We very first discussed these a couple weeks ago, however the software application was unavailable at the time. Seeing the advancement tools in action was rather unexpected…
What’s truly interesting with chipKIT is that the workflow is precisely Arduino-like. The serial bootloader works with avrdude, as well as you can program both “real” Arduinos as well as Digilent’s 32-bit work-alikes utilizing the precise exact same IDE; there’s no requirement to run two different IDEs for two different boards, as has been the situation with leaf Labs’ 32-bit Maple. As a demonstration, they compiled as well as ran code for an Arduino Mega with SparkFun LCD shield…then popped the shield off as well as put it on the Max32, chosen the 32-bit board in the exact same IDE, as well as repeated the process. The precise code ran on the new board/shield combo, with spectacular performance — all the common Arduino libraries have been implemented natively for the PIC32; this is not emulation.
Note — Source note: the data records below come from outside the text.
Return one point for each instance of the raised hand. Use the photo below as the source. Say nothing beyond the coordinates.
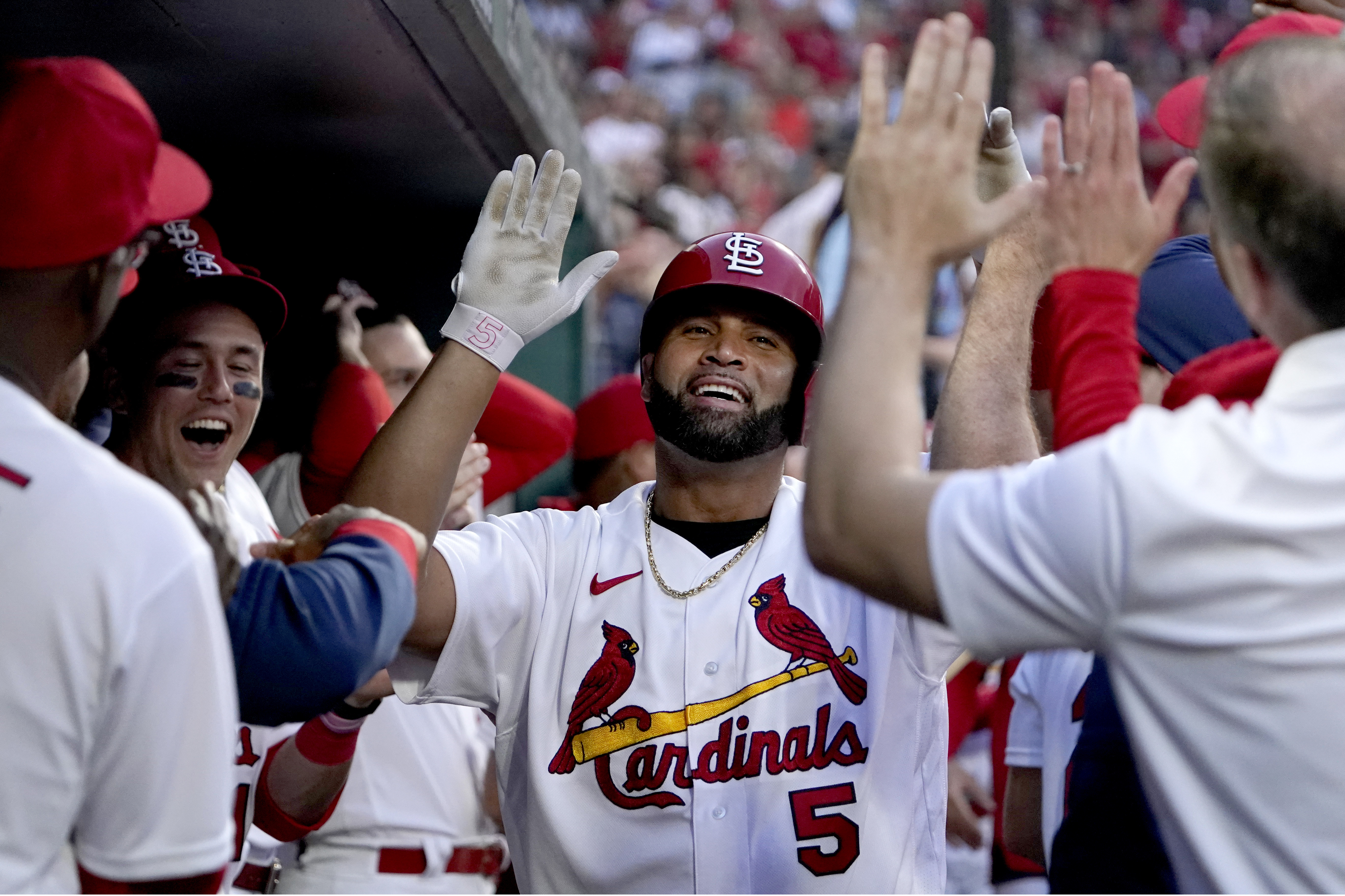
(344, 303)
(508, 291)
(1000, 167)
(470, 479)
(911, 186)
(210, 513)
(1097, 213)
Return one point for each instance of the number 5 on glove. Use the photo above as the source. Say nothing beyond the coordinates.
(508, 291)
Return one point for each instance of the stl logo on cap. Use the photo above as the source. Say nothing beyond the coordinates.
(199, 263)
(744, 254)
(181, 235)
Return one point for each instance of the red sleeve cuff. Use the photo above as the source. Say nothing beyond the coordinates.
(397, 537)
(272, 819)
(1095, 357)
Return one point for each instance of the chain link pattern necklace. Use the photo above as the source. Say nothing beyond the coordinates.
(693, 593)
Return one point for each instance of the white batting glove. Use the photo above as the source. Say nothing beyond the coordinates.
(1000, 167)
(508, 291)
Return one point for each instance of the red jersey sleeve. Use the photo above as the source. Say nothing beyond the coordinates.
(526, 433)
(272, 819)
(1095, 356)
(354, 405)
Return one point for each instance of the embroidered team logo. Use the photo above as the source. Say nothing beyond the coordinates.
(744, 256)
(603, 685)
(793, 631)
(728, 758)
(181, 236)
(201, 264)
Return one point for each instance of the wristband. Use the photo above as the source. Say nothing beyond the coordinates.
(485, 334)
(330, 741)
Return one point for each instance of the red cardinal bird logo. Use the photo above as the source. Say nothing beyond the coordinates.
(790, 629)
(603, 685)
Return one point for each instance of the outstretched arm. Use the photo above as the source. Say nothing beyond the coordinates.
(508, 295)
(913, 201)
(984, 416)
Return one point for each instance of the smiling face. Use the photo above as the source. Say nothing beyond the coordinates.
(193, 408)
(397, 352)
(719, 385)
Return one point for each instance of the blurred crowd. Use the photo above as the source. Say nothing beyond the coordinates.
(739, 115)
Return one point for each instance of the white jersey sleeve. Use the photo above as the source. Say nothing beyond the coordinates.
(1032, 556)
(1025, 724)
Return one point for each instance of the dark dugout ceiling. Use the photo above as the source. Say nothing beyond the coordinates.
(345, 138)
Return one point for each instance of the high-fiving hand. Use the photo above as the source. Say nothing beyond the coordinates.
(508, 291)
(911, 186)
(1097, 213)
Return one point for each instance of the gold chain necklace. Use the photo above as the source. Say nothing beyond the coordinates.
(693, 593)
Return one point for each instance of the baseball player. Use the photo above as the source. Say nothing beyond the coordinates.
(420, 813)
(185, 368)
(1048, 711)
(676, 636)
(185, 364)
(118, 705)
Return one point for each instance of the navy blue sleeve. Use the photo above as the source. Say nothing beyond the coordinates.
(307, 636)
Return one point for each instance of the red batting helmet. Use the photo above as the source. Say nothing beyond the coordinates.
(752, 267)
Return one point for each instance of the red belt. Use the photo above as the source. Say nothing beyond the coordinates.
(471, 860)
(259, 879)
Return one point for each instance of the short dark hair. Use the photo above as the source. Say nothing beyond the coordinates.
(1266, 188)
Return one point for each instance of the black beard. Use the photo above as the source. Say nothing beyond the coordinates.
(715, 436)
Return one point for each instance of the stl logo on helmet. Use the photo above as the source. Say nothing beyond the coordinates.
(744, 256)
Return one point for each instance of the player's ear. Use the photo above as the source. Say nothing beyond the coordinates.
(646, 374)
(115, 391)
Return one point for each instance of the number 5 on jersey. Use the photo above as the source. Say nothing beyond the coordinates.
(809, 825)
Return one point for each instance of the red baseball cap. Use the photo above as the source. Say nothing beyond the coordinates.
(611, 420)
(1181, 112)
(189, 267)
(83, 170)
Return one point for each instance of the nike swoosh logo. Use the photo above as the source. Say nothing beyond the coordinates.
(599, 587)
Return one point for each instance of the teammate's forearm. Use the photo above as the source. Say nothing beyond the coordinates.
(411, 466)
(984, 416)
(867, 500)
(302, 789)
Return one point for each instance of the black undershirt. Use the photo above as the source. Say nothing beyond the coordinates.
(713, 539)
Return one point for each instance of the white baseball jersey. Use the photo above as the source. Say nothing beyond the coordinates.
(118, 704)
(1200, 550)
(830, 776)
(1048, 711)
(416, 784)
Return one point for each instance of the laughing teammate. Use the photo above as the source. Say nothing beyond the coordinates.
(799, 785)
(186, 356)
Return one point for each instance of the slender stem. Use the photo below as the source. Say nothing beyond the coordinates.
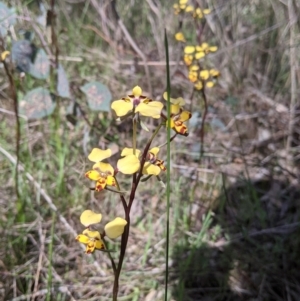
(135, 181)
(14, 97)
(168, 170)
(134, 128)
(203, 121)
(109, 255)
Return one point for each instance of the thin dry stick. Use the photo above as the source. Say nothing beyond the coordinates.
(14, 97)
(40, 262)
(293, 66)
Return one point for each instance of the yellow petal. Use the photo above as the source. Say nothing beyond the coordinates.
(101, 183)
(189, 9)
(175, 109)
(180, 37)
(194, 68)
(137, 91)
(115, 228)
(98, 154)
(99, 244)
(214, 72)
(129, 151)
(4, 55)
(83, 239)
(89, 217)
(154, 150)
(210, 84)
(91, 234)
(189, 49)
(93, 175)
(152, 109)
(102, 167)
(129, 165)
(199, 55)
(111, 181)
(181, 128)
(151, 169)
(204, 74)
(198, 85)
(121, 107)
(184, 116)
(213, 48)
(204, 45)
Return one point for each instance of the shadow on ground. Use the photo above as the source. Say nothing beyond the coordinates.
(257, 253)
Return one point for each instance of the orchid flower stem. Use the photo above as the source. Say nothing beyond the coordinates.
(110, 257)
(134, 128)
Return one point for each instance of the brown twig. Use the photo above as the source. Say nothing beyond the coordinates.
(14, 97)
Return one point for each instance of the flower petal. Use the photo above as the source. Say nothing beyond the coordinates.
(121, 107)
(100, 185)
(129, 151)
(154, 150)
(111, 181)
(129, 164)
(185, 115)
(137, 91)
(98, 154)
(83, 239)
(93, 175)
(92, 234)
(99, 244)
(189, 49)
(89, 217)
(152, 109)
(102, 167)
(115, 228)
(151, 169)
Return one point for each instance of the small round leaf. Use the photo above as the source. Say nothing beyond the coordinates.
(37, 103)
(7, 18)
(98, 96)
(63, 88)
(41, 67)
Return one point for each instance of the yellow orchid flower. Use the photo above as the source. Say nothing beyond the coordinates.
(177, 122)
(178, 115)
(137, 103)
(131, 162)
(176, 103)
(92, 239)
(115, 228)
(102, 173)
(180, 37)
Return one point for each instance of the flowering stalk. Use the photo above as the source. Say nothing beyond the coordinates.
(132, 162)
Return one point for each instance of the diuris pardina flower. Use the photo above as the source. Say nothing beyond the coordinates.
(131, 162)
(137, 103)
(178, 115)
(92, 239)
(102, 173)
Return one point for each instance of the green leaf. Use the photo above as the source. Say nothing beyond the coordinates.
(7, 18)
(98, 96)
(41, 67)
(37, 104)
(23, 53)
(63, 87)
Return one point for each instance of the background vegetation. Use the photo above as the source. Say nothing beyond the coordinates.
(235, 211)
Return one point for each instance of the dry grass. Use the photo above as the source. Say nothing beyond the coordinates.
(234, 213)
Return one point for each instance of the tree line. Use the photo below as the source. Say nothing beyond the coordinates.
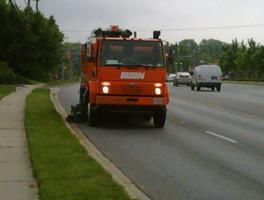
(241, 61)
(30, 43)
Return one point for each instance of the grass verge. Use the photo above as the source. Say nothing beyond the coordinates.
(61, 165)
(6, 89)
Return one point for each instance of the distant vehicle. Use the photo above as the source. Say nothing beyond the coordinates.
(170, 77)
(209, 76)
(125, 75)
(182, 78)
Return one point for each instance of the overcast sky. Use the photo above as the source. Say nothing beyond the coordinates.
(77, 18)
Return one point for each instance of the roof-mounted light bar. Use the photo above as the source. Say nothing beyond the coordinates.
(113, 32)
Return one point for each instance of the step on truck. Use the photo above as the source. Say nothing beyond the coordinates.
(123, 74)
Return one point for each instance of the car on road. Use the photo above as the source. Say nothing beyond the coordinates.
(209, 76)
(182, 78)
(170, 77)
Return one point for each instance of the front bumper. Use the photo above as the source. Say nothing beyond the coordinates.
(131, 100)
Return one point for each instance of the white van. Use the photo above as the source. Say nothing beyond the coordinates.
(209, 76)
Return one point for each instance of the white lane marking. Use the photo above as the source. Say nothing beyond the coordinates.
(220, 136)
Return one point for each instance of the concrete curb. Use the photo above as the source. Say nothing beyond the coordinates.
(133, 191)
(16, 172)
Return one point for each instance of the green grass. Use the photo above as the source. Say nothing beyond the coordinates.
(61, 165)
(6, 89)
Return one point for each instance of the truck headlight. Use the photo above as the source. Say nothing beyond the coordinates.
(105, 89)
(157, 91)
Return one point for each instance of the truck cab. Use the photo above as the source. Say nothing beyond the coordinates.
(123, 74)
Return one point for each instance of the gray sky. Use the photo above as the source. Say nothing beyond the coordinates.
(77, 18)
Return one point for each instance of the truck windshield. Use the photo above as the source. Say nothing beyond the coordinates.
(131, 53)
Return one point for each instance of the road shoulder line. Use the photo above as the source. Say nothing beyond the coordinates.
(133, 191)
(221, 136)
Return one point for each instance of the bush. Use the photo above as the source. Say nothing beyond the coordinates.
(7, 76)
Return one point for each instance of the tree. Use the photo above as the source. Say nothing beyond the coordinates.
(30, 43)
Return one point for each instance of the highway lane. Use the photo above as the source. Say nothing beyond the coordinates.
(211, 148)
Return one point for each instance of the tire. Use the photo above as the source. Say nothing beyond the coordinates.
(91, 115)
(83, 101)
(159, 117)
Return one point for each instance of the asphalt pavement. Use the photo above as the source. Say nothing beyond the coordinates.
(212, 146)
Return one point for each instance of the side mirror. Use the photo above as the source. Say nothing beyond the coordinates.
(89, 55)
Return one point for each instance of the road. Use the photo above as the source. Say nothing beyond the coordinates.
(212, 146)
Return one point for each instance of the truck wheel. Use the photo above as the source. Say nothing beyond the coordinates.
(83, 102)
(91, 115)
(159, 117)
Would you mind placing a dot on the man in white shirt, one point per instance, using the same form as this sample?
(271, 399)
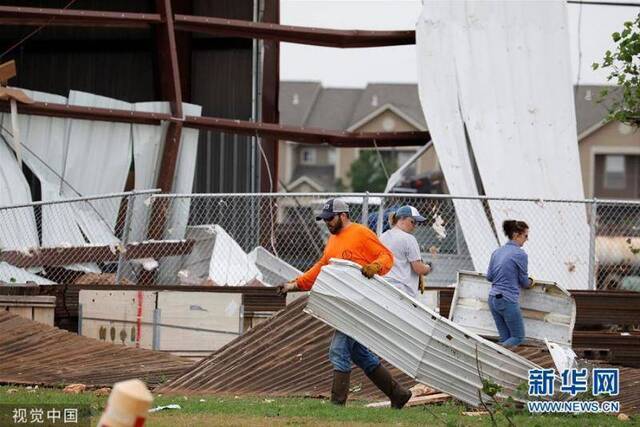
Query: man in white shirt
(407, 261)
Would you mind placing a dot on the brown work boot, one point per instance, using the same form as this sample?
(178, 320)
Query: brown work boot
(382, 378)
(340, 387)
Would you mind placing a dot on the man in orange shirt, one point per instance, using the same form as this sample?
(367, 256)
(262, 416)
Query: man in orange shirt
(356, 243)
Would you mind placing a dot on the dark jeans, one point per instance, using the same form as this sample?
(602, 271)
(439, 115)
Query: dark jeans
(508, 320)
(345, 351)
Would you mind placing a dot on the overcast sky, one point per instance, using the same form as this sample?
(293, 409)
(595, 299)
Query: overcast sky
(356, 67)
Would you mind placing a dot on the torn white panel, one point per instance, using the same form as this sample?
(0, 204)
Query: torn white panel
(12, 274)
(17, 225)
(195, 266)
(148, 141)
(510, 79)
(186, 165)
(230, 265)
(413, 338)
(548, 310)
(97, 162)
(438, 90)
(44, 153)
(274, 270)
(563, 357)
(182, 184)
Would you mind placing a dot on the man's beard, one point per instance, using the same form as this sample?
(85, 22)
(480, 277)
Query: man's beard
(335, 229)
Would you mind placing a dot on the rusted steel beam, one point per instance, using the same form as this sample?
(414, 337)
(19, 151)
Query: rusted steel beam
(294, 34)
(267, 130)
(14, 15)
(81, 254)
(169, 85)
(310, 135)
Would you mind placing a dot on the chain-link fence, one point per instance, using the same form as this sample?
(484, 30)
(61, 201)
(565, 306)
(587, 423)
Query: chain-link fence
(239, 239)
(67, 240)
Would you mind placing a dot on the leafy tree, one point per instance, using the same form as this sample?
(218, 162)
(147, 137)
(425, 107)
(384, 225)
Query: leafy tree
(367, 174)
(623, 65)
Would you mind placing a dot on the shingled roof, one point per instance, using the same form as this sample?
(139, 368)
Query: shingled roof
(309, 104)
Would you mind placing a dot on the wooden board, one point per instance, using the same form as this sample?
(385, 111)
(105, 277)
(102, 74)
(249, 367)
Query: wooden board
(111, 316)
(198, 321)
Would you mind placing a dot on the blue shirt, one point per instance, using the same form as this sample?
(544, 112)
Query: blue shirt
(508, 271)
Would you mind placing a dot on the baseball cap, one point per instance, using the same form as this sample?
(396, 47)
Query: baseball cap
(409, 211)
(331, 208)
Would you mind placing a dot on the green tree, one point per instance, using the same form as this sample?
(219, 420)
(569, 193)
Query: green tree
(623, 66)
(367, 174)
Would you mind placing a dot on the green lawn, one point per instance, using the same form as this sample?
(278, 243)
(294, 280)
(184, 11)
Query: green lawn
(261, 411)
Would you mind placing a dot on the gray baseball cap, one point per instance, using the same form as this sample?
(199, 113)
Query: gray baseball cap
(331, 208)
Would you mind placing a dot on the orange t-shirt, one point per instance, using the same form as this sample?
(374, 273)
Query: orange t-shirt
(354, 243)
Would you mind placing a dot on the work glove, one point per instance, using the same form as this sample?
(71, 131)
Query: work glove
(283, 288)
(371, 270)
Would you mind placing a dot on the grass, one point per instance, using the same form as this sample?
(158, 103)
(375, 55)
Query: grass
(261, 411)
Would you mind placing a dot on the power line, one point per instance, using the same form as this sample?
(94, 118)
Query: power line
(603, 3)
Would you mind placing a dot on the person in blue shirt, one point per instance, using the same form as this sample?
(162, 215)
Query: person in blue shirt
(508, 273)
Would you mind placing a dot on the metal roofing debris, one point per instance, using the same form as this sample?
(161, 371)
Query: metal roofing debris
(17, 226)
(274, 270)
(34, 353)
(217, 259)
(426, 346)
(548, 310)
(287, 356)
(509, 118)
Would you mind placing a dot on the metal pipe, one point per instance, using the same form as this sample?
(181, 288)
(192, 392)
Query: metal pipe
(125, 235)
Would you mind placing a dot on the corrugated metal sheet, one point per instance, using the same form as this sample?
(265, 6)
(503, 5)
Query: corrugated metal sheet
(548, 310)
(504, 112)
(287, 356)
(34, 353)
(424, 345)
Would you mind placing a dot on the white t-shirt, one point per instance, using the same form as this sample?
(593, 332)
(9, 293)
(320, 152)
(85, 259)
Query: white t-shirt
(405, 250)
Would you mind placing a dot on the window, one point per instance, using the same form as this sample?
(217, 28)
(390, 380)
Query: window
(614, 172)
(308, 156)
Because Digilent didn’t just adapt the Arduino IDE to their one particular board, however rather established a system by which the IDE can be prolonged to new hardware, it’s their hope that their work (not an official Arduino project) may be rolled back into the mainline code, as well as that other designers may jump on the bandwagon to offer Arduino IDE support for their own boards, whether they be based on AVR, PIC32 or a totally different type of microcontroller altogether. The groundwork has been laid.
The chipKIT is available in two versions: Uno32 as well as Max32, similar in type element to the Arduino Uno as well as Mega 2560, respectively. These can be purchased directly from Digilent’s web site, as well as the IDE is freely downloadable as of today. We have evaluation hardware in-hand as well as expect to be offering a appropriate evaluation in the near future.